简体   繁体   中英

Why does malloc() call mmap() and brk() interchangeably?

I'm new to C and heap memory, still struggling to understand dynamic memory allocation.

I traced Linux system calls and found that if I use malloc to request a small amount of heap memory, then malloc calls brk internally.

But if I use malloc to request a very large amount of heap memory, then malloc calls mmap internally.

So there must be a big difference between brk and mmap , but theoretically we should be able to use brk to allocate heap memory regardless of the requested size. So why does malloc call mmap when allocating a large amount of memory?

so why malloc calls mmap when it comes to allocate a large size of memory?

The short answer is for improved efficiency on newer implementations of Linux, and the updated memory allocation algorithms that come with them. But keep in mind that this is a very implementation dependent topic, and the whys and wherefores would vary greatly for differing vintages and flavors of the specific Linux OS being discussed.

Here is fairly recent write-up regarding the low-level parts mmap() and brk() play in Linux memory allocation. And, a not so recent, but still relevant Linux Journal article that includes some content that is very on-point for the topic here, including this:

For very large requests, malloc() uses the mmap() system call to find addressable memory space. This process helps reduce the negative effects of memory fragmentation when large blocks of memory are freed but locked by smaller, more recently allocated blocks lying between them and the end of the allocated space. In this case, in fact, had the block been allocated with brk(), it would have remained unusable by the system even if the process freed it.
(emphasis mine)

Regarding brk() :
incidentally , "... mmap() didn't exist in the early versions of Unix. brk() was the only way to increase the size of the data segment of the process at that time. The first version of Unix with mmap() was SunOS in the mid 80's, the first open-source version was BSD-Reno in 1990. ". Since that time, modern implementation of memory allocation algorithms have been refactored with many improvements, greatly reducing the need for them to include using brk() .

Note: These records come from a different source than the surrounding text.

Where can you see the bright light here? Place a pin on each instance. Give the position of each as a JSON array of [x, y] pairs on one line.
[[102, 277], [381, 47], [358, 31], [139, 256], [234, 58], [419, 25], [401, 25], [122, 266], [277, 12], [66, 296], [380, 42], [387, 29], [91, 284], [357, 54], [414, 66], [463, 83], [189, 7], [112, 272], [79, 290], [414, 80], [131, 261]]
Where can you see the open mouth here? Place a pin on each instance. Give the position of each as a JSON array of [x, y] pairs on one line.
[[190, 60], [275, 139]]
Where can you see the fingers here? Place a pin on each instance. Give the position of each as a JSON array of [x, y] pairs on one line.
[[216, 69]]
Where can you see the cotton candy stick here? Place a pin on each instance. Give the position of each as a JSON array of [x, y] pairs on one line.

mmap (when used with MAP_ANONYMOUS ) allocates a chunk of RAM that can be placed anywhere within the process's virtual address space, and that can be deallocated later (with munmap ) independently of all other allocations.

brk changes the ending address of a single, contiguous "arena" of virtual address space: if this address is increased it allocates more memory to the arena, and if it is decreased, it deallocates the memory at the end of the arena. Therefore, memory allocated with brk can only be released back to the operating system when a continuous range of addresses at the end of the arena is no longer needed by the process.

Using brk for small allocations, and mmap for big allocations, is a heuristic based on the assumption that small allocations are more likely to all have the same lifespan, whereas big allocations are more likely to have a lifespan that isn't correlated with any other allocations' lifespan. So, big allocations use the system primitive that lets them be deallocated independently from anything else, and small allocations use the primitive that doesn't.

This heuristic is not very reliable. The current generation of malloc implementations, if I remember correctly, has given up altogether on brk and uses mmap for everything. The malloc implementation I suspect you are looking at (the one in the GNU C Library, based on your tags) is very old and mainly continues to be used because nobody is brave enough to take the risk of swapping it out for something newer that will probably but not certainly be better.

brk() is a traditional way of allocating memory in UNIX -- it just expands the data area by a given amount. mmap() allows you to allocate independent regions of memory without being restricted to a single contiguous chunk of virtual address space.

malloc() uses the data space for "small" allocations and mmap() for "big" ones, for a number of reasons, including reducing memory fragmentation. It's just an implementation detail you shouldn't have to worry about.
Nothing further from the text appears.